Я вошел в сад, окружавший нашу виллу. К дому вела коротенькая аллея, предназначенная для экипажей. Мария, наша служанка, поджидала меня у окна и, услышав шаги, крикнула в темноту:
— Это вы, синьор Дзено?
Мария была из тех служанок, каких нынче уже нет. Она жила у нас добрых пятнадцать лет. Каждый месяц она относила в сберегательную кассу часть своего жалованья — «на старость», но воспользоваться этими деньгами ей не пришлось, потому что она так и умерла у нас в доме за работой, немного времени спустя после моей женитьбы.

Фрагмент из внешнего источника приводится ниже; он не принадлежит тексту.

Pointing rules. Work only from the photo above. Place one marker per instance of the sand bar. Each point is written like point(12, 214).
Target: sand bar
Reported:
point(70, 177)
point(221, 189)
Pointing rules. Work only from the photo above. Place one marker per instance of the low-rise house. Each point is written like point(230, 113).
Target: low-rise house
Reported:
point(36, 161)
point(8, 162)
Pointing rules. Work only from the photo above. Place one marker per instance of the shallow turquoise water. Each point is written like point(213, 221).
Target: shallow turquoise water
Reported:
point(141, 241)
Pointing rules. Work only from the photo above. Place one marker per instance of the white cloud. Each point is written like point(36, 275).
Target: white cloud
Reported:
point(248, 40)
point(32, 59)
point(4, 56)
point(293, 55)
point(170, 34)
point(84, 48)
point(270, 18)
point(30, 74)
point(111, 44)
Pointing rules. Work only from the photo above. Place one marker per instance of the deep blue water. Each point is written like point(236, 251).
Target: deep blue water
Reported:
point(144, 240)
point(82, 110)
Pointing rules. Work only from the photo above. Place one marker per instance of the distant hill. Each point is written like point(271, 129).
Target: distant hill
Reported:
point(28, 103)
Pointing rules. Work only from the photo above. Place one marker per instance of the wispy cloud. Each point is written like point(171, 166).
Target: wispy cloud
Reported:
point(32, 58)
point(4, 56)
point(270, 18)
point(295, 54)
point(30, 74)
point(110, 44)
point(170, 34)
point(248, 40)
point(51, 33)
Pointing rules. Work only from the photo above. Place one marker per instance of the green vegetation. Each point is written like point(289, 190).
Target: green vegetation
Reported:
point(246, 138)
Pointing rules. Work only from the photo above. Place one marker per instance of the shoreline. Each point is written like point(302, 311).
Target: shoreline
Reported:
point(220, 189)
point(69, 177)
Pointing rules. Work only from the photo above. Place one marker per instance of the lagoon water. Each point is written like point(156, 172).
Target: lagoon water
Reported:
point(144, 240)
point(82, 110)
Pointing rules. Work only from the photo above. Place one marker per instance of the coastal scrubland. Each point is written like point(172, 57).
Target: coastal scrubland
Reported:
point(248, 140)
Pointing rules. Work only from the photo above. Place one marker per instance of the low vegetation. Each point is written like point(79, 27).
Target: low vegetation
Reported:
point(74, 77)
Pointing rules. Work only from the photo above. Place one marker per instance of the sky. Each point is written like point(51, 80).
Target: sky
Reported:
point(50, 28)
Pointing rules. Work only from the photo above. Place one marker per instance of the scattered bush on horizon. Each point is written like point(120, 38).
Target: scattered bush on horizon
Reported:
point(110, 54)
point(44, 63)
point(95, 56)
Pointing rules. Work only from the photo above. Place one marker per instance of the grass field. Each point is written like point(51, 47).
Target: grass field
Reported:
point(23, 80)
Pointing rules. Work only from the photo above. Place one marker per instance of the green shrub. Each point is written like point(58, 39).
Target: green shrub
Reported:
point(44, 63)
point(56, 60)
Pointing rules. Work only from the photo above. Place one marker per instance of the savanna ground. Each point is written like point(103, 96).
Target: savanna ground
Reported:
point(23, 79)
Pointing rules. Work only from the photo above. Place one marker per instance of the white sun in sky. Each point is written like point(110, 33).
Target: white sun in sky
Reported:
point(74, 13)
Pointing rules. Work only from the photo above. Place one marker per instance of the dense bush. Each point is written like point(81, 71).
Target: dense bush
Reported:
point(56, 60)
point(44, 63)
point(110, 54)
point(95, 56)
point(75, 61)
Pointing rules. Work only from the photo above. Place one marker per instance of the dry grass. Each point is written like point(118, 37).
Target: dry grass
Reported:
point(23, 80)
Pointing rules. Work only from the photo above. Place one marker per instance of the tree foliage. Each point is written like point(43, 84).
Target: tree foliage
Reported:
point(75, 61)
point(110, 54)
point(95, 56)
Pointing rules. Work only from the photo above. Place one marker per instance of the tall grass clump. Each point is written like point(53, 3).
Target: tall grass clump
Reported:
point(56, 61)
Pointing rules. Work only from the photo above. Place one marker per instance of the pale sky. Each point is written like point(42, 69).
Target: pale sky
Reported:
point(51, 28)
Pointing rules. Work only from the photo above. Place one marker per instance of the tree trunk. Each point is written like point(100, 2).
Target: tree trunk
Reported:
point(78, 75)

Мария сказала, что отец уже несколько часов, как вернулся, но не ужинал, потому что хотел дождаться меня. А когда она стала настаивать, чтобы он пока хотя бы перекусил, он довольно грубо ее отослал. Потом, с тревогой и беспокойством, он несколько раз справлялся, не вернулся ли я. Мария дала мне понять, что, на ее взгляд, с отцом неладно. Она усмотрела у него прерывистое дыхание и затрудненную речь. Правда, ей уже не первый раз казалось, что отец болен, — должно быть, потому, что она ни с кем, кроме него, не общалась. Бедняга мало что видела, сидя целыми днями одна в пустом доме, а уж после того, как у нее на глазах умерла моя мать, ей стало казаться, что все должны умереть раньше нее.